An important observation of this study is that, despite a potent behavioral and DNA demethylating action in PRS mice, only marginal behavioral and molecular effects of clozapine were detected in NS mice. A possible explanation for clozapine's failure to demethylate target promoters in NS mice is that the dynamic state of DNA methylation is greatly accelerated in PRS mice compared with NS mice. Hence, the steady-state methylation process may be very sensitive to short-term inhibition in PRS mice. This does not necessarily mean that clozapine fails to work on methylation/demethylation processes in normal animals. Similar considerations may apply to the lack of effect of haloperidol. Parametric studies systematically manipulating different aspects of the clozapine and haloperidol administration protocol (varying dose, treatment schedule and so on) need to be conducted in both PRS and NS mice before one can conclude that antipsychotic drugs have no effect on methylation/demethylation in normal control mice.

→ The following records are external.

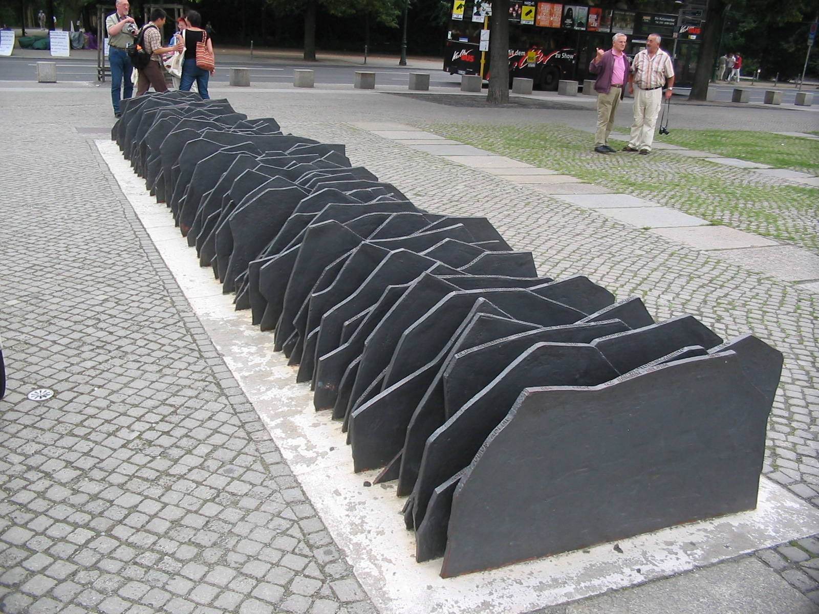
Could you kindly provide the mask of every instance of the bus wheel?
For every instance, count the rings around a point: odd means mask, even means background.
[[[557,66],[546,66],[541,73],[541,89],[547,92],[554,92],[558,88],[558,81],[560,80],[560,70]]]

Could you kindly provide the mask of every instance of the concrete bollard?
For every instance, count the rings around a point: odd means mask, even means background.
[[[531,94],[535,82],[526,77],[515,77],[512,79],[512,92],[516,94]]]
[[[355,89],[375,89],[375,73],[356,71],[353,87]]]
[[[37,62],[37,83],[38,84],[57,83],[56,62]]]
[[[559,96],[577,96],[577,82],[572,79],[560,79],[558,81]]]
[[[782,93],[776,89],[769,89],[765,92],[765,104],[781,105],[782,104]]]
[[[231,68],[229,83],[237,88],[249,88],[251,86],[251,70],[249,68]]]
[[[429,74],[410,73],[410,89],[429,89]]]
[[[293,70],[294,88],[312,88],[315,84],[315,73],[306,69]]]
[[[464,74],[461,76],[461,92],[480,92],[482,83],[480,74]]]
[[[813,104],[813,94],[810,92],[797,92],[794,104],[799,106],[810,106]]]

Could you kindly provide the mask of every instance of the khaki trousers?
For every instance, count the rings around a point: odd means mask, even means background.
[[[654,142],[654,124],[663,102],[663,89],[634,89],[634,124],[628,147],[650,151]]]
[[[609,134],[614,125],[614,113],[620,104],[621,88],[612,88],[608,94],[597,94],[597,132],[595,147],[609,144]]]

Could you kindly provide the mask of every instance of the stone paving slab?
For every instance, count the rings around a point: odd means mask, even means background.
[[[696,598],[681,598],[681,595]],[[543,614],[658,614],[674,603],[677,614],[817,614],[814,603],[753,558],[699,569],[641,586],[600,595]],[[707,605],[706,605],[707,604]]]
[[[385,138],[392,138],[396,141],[410,140],[415,138],[427,138],[430,140],[446,141],[448,139],[433,134],[424,130],[371,130],[373,134]]]
[[[697,226],[655,228],[652,232],[667,239],[679,241],[699,250],[730,250],[738,247],[763,247],[779,245],[776,241],[744,233],[728,226]]]
[[[604,198],[586,195],[565,195],[558,196],[561,201],[577,205],[584,209],[622,209],[626,207],[656,207],[657,203],[637,198],[630,194],[611,193]]]
[[[504,156],[447,156],[441,157],[450,162],[469,166],[473,169],[533,169],[532,165],[513,160]]]
[[[528,183],[527,187],[549,195],[609,194],[614,192],[594,183]]]
[[[702,218],[689,215],[668,207],[631,207],[606,209],[601,211],[607,217],[636,226],[637,228],[665,228],[672,226],[706,226]]]
[[[481,169],[484,173],[489,173],[493,175],[556,175],[559,174],[559,171],[550,170],[549,169],[536,169],[536,168],[501,168],[494,169],[489,166],[483,167]]]
[[[713,158],[714,155],[709,151],[700,151],[697,149],[669,149],[668,151],[676,156],[686,156],[689,158]]]
[[[435,154],[436,156],[495,156],[491,151],[486,151],[483,149],[478,149],[472,145],[464,145],[459,143],[457,145],[412,145],[413,149],[417,149],[419,151],[426,151],[427,153]]]
[[[545,174],[545,175],[500,175],[507,181],[513,181],[515,183],[579,183],[582,179],[578,179],[571,175]]]
[[[716,162],[726,166],[736,166],[739,169],[770,169],[770,165],[763,165],[761,162],[749,162],[747,160],[739,158],[724,158],[722,156],[716,158],[705,158],[708,162]]]
[[[792,246],[728,250],[720,258],[790,282],[819,279],[819,255]]]

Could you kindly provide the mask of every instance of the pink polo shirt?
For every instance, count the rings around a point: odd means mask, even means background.
[[[622,52],[618,53],[612,49],[612,55],[618,60],[612,65],[612,84],[622,85],[626,81],[624,78],[626,73],[626,63],[622,60],[625,54]]]

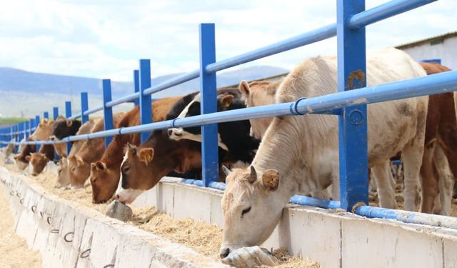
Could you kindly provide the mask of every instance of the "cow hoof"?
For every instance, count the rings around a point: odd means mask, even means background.
[[[233,250],[227,257],[222,259],[222,262],[238,268],[251,268],[261,265],[273,266],[276,260],[267,249],[254,246]]]
[[[130,207],[121,202],[114,200],[108,205],[106,214],[111,218],[126,222],[131,217],[133,214]]]

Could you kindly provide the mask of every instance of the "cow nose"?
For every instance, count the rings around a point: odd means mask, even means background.
[[[221,252],[219,253],[219,257],[221,257],[221,259],[224,259],[228,256],[228,253],[230,253],[230,249],[226,247],[225,249],[221,249]]]

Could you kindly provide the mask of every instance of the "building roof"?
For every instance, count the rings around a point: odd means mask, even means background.
[[[444,39],[447,39],[448,38],[454,37],[454,36],[457,36],[457,31],[453,31],[453,32],[438,35],[437,36],[429,37],[425,39],[416,41],[408,43],[408,44],[404,44],[400,46],[397,46],[396,48],[398,49],[408,49],[410,47],[421,45],[423,44],[432,42],[433,41],[444,40]]]

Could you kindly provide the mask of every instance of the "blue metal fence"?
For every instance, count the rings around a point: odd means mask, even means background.
[[[83,118],[87,120],[89,114],[104,111],[105,131],[84,135],[72,136],[61,141],[34,141],[29,144],[51,144],[69,143],[76,140],[105,137],[109,141],[114,135],[142,133],[141,140],[154,130],[171,127],[202,126],[202,167],[203,181],[182,180],[199,186],[224,189],[225,184],[219,181],[217,161],[217,124],[262,117],[293,116],[306,114],[328,114],[339,116],[341,202],[320,200],[314,198],[294,196],[291,202],[323,208],[343,208],[346,211],[355,209],[358,202],[368,204],[368,157],[366,134],[366,104],[393,99],[406,99],[457,91],[457,71],[449,71],[425,77],[400,81],[376,86],[366,86],[362,79],[356,90],[348,90],[345,85],[348,77],[354,71],[359,71],[364,77],[366,73],[365,26],[407,11],[435,0],[393,0],[379,6],[365,11],[364,0],[338,0],[337,22],[318,29],[293,36],[263,48],[230,59],[216,61],[214,24],[200,24],[200,69],[151,85],[151,66],[149,60],[140,60],[139,71],[134,71],[134,93],[116,100],[111,99],[111,81],[103,81],[104,104],[89,109],[87,98],[83,100],[81,112],[71,116],[66,110],[68,119]],[[270,55],[286,51],[296,47],[338,36],[338,92],[310,99],[300,99],[293,102],[276,104],[263,106],[246,108],[216,112],[216,72],[236,65],[249,62]],[[191,79],[201,78],[201,115],[160,122],[152,122],[151,94],[169,89]],[[374,90],[376,88],[376,90]],[[361,101],[363,100],[363,101]],[[141,125],[112,129],[111,107],[124,102],[134,101],[140,106]],[[71,109],[71,107],[70,107]],[[54,107],[54,116],[58,111]],[[30,127],[34,124],[31,121]],[[35,120],[35,123],[39,119]],[[5,129],[0,131],[4,145],[21,131]],[[26,126],[25,131],[27,131]],[[146,134],[147,133],[147,134]],[[19,141],[18,141],[19,142]],[[19,142],[16,143],[19,144]],[[400,212],[393,209],[380,209],[369,206],[358,207],[355,212],[367,217],[394,218],[407,222],[424,223],[420,213]],[[414,219],[419,219],[414,220]],[[450,226],[457,227],[451,222]],[[429,223],[427,223],[429,224]],[[457,228],[457,227],[456,227]]]

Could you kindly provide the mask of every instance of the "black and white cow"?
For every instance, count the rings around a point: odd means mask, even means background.
[[[200,94],[184,108],[178,118],[199,115]],[[217,95],[217,111],[228,111],[246,108],[244,101],[238,89],[220,89]],[[218,144],[227,151],[226,160],[228,162],[242,162],[250,164],[256,154],[260,141],[249,135],[251,124],[248,120],[220,123],[218,125]],[[170,129],[169,136],[175,140],[191,139],[201,142],[201,128],[191,126]]]

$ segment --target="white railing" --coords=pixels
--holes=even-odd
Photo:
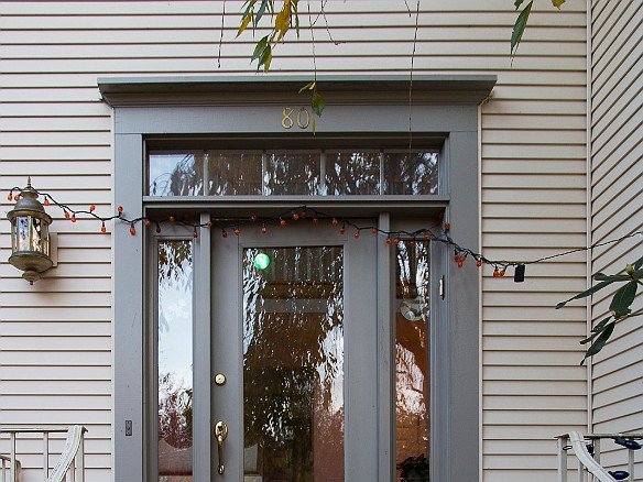
[[[579,431],[569,431],[556,438],[558,439],[558,482],[567,482],[567,452],[569,450],[578,459],[579,482],[587,481],[588,474],[592,474],[593,480],[599,482],[634,481],[634,451],[639,450],[636,440],[643,439],[643,434],[582,435]],[[603,439],[626,441],[630,445],[630,447],[619,445],[628,450],[628,475],[623,473],[624,471],[610,472],[600,464],[600,442]]]
[[[68,428],[59,427],[20,427],[0,428],[0,436],[9,434],[10,454],[0,456],[2,463],[1,482],[19,482],[20,462],[17,458],[17,440],[19,435],[42,434],[43,441],[43,472],[46,482],[85,482],[85,432],[87,429],[80,425]],[[66,434],[65,448],[50,472],[50,434]],[[9,471],[7,470],[9,465]],[[7,479],[9,472],[9,479]]]

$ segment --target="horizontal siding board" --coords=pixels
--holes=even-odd
[[[483,409],[522,409],[522,410],[567,410],[569,407],[586,409],[587,398],[584,395],[489,395],[483,399]],[[494,443],[514,447],[520,450],[513,440],[498,440]]]
[[[13,365],[2,372],[1,384],[17,393],[111,393],[111,366]],[[33,382],[39,382],[37,384]],[[63,382],[63,383],[61,383]],[[106,383],[108,382],[108,383]],[[7,393],[7,392],[4,392]]]
[[[37,359],[33,353],[24,351],[9,351],[2,353],[4,366],[40,366],[43,360],[50,365],[57,366],[111,366],[111,353],[105,351],[40,351]],[[54,424],[55,421],[45,421]]]
[[[501,183],[497,183],[500,185]],[[512,188],[512,186],[498,186],[493,189],[484,189],[482,191],[482,201],[484,202],[486,213],[489,218],[502,218],[509,217],[531,219],[543,209],[542,215],[545,219],[551,219],[552,217],[560,217],[564,219],[573,219],[577,217],[585,218],[585,213],[574,215],[574,212],[580,212],[575,209],[575,206],[584,206],[585,189],[544,189],[538,188],[537,190],[526,190],[520,188]],[[514,209],[513,216],[509,212],[499,213],[499,210],[505,207],[505,210],[510,208],[506,205],[519,205],[520,210]],[[527,205],[527,206],[525,206]],[[547,205],[558,205],[563,211],[557,216],[549,211]],[[493,209],[495,208],[495,209]]]
[[[110,337],[111,324],[109,321],[7,321],[0,326],[1,337],[32,337],[37,333],[41,337]]]
[[[587,369],[574,366],[487,366],[482,375],[484,380],[515,380],[525,383],[533,381],[582,381]]]
[[[484,219],[482,230],[490,233],[585,233],[586,223],[581,219],[535,219],[530,220],[528,223],[516,223],[510,219]],[[574,274],[582,275],[582,273]]]
[[[484,366],[490,365],[538,365],[538,366],[560,366],[578,365],[581,360],[581,352],[576,351],[527,351],[513,350],[504,351],[484,351],[482,353],[482,363]],[[579,357],[580,355],[580,357]],[[549,392],[547,392],[549,393]],[[499,393],[498,395],[502,395]],[[542,394],[541,394],[542,395]],[[557,394],[559,395],[559,394]]]
[[[516,303],[517,305],[517,303]],[[520,305],[514,307],[516,309]],[[524,307],[532,308],[530,305]],[[541,320],[508,320],[508,321],[484,321],[482,333],[484,336],[521,336],[521,337],[546,337],[551,333],[557,333],[562,337],[584,337],[586,324],[585,320],[552,320],[547,324]]]
[[[515,383],[506,381],[487,381],[483,395],[540,395],[542,393],[555,393],[557,395],[585,395],[587,394],[586,381],[532,381],[530,383]],[[498,424],[505,425],[505,424]]]

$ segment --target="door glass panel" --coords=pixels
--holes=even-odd
[[[261,195],[261,152],[207,153],[207,195],[258,196]]]
[[[438,152],[152,151],[150,196],[417,196],[438,194]]]
[[[192,481],[190,241],[159,243],[159,481]]]
[[[424,482],[429,450],[428,243],[400,241],[395,264],[397,480]]]
[[[203,196],[204,152],[150,154],[150,196]]]
[[[319,152],[269,152],[265,194],[315,196],[319,193]]]
[[[243,251],[246,481],[344,480],[344,251]]]
[[[380,194],[380,153],[327,152],[326,189],[329,196]]]
[[[384,194],[437,194],[436,152],[386,152],[384,154]]]

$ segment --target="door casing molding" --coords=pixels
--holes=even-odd
[[[306,80],[307,81],[307,80]],[[305,81],[303,81],[305,83]],[[146,209],[203,204],[204,199],[152,200],[144,196],[146,143],[151,139],[262,138],[288,145],[290,140],[306,139],[309,144],[327,139],[364,139],[389,135],[391,139],[440,139],[443,169],[442,198],[433,201],[400,201],[393,222],[406,211],[416,212],[446,206],[451,223],[450,235],[461,245],[479,247],[478,208],[478,106],[489,96],[494,76],[418,76],[413,80],[414,103],[410,122],[408,81],[405,76],[319,78],[327,95],[327,108],[317,122],[316,135],[309,131],[284,132],[281,124],[284,106],[305,103],[296,95],[295,77],[230,78],[110,78],[99,79],[103,99],[115,109],[115,206],[123,206],[129,218],[143,216]],[[266,94],[269,92],[269,94]],[[411,125],[410,125],[411,124]],[[320,141],[316,141],[319,139]],[[170,141],[167,141],[170,142]],[[157,198],[156,198],[157,199]],[[268,199],[272,202],[273,199]],[[229,200],[221,200],[219,208]],[[276,201],[279,202],[279,201]],[[345,202],[330,201],[330,202]],[[344,208],[350,212],[351,200]],[[386,197],[356,200],[371,211],[388,212]],[[381,205],[380,205],[381,204]],[[154,206],[153,206],[154,205]],[[217,209],[216,199],[207,199]],[[406,205],[407,209],[404,209]],[[363,207],[363,206],[362,206]],[[207,216],[207,215],[205,215]],[[207,231],[207,230],[203,230]],[[209,232],[201,233],[199,245],[209,247]],[[113,478],[119,482],[149,480],[145,473],[145,307],[148,275],[144,269],[145,235],[132,237],[126,224],[116,223],[113,238]],[[206,248],[199,248],[206,249]],[[198,254],[198,250],[197,250]],[[458,270],[444,255],[432,259],[432,270],[445,274],[445,302],[436,307],[440,326],[432,352],[432,372],[436,399],[432,398],[433,480],[477,480],[479,475],[479,276],[470,263]],[[385,266],[385,254],[378,253]],[[389,266],[390,272],[390,266]],[[208,276],[208,274],[204,274]],[[209,285],[208,285],[209,286]],[[196,295],[199,286],[195,285]],[[204,288],[205,289],[205,288]],[[207,298],[207,296],[206,296]],[[389,302],[390,305],[390,302]],[[380,313],[390,306],[380,299]],[[209,306],[196,316],[206,316]],[[384,316],[384,315],[381,315]],[[385,326],[380,320],[381,326]],[[205,328],[204,328],[205,329]],[[205,335],[205,333],[204,333]],[[391,332],[381,329],[380,350],[386,348]],[[209,337],[205,338],[209,340]],[[382,346],[382,341],[384,346]],[[195,347],[196,349],[196,347]],[[383,357],[386,353],[384,352]],[[391,360],[389,360],[391,363]],[[380,375],[379,394],[391,395],[390,374]],[[434,377],[435,376],[435,377]],[[195,380],[209,383],[209,380]],[[195,404],[197,401],[195,401]],[[205,403],[205,401],[200,401]],[[382,482],[394,480],[394,426],[391,417],[380,421],[379,475]],[[131,420],[132,436],[126,436],[126,420]],[[206,438],[207,437],[207,438]],[[195,439],[209,440],[210,427],[195,430]],[[466,453],[467,457],[456,457]],[[195,453],[195,457],[206,457]]]

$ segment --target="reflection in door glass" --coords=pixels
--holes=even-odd
[[[429,450],[428,244],[400,241],[395,264],[397,480],[424,482]]]
[[[244,480],[344,480],[340,247],[244,250],[243,414]]]
[[[203,196],[204,153],[150,155],[150,196]]]
[[[192,482],[193,260],[159,243],[159,482]]]

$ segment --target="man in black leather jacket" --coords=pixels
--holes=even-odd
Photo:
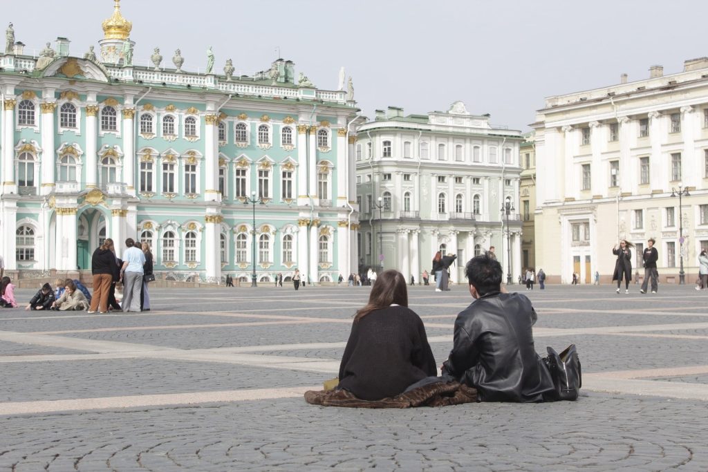
[[[503,293],[501,265],[486,254],[467,263],[465,272],[475,301],[457,315],[443,374],[476,388],[479,401],[543,401],[554,385],[534,348],[531,301]]]

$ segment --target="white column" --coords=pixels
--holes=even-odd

The remarkable action of clozapine and the failure of haloperidol to decrease DNA methylation beg the question of whether all atypical antipsychotics interfere with DNA methylation dynamics. To answer this question, experiments were carried out in mice in which SZ-related genes were hypermethylated by repeated administration of methionine.[25] We found that DNA-demethylation was induced by clozapine and its dibenzodiazepine congeners quetiapine and olanzapine, but not by the chemically unrelated risperidone, also when given in high doses. However, before making definitive conclusions, a more detailed analysis of the effects of several antipsychotic drugs on the epigenetic signature and behavioral phenotype of PRS mice is needed.

Conclusion

Clozapine, the ‘gold standard' antipsychotic, is unique among the typical and atypical antipsychotics in its ability to ameliorate psychosis in patients with treatment-resistant SZ and to reduce the risk of suicide.[36, 37] The present study shows that clozapine is capable of correcting behavioral deficits and can induce chromatin remodeling in PRS mice that are resistant to haloperidol treatment. In future studies in PRS mice, we would like to establish whether clozapine has advantages over other antipsychotics in treating cognitive and negative symptoms of SZ because of its unique chromatin remodeling properties.

Collectively, the current and previous studies from our group[1, 2] and others[11, 12] support the conclusion that the PRS mouse model has construct face validity as an experimental epigenetic model of vulnerability for specific forms of psychopathology (that is, schizoaffective disorders) and can be used to screen potential anti-psychotic drugs for improved clinical efficacy in acting on altered epigenetic mechanisms. Furthermore, the PRS model theoretically has the potential for predicting treatment responses at specific initial stages of the psychopathology with particular attention to early disease detection and possible prophylactic intervention.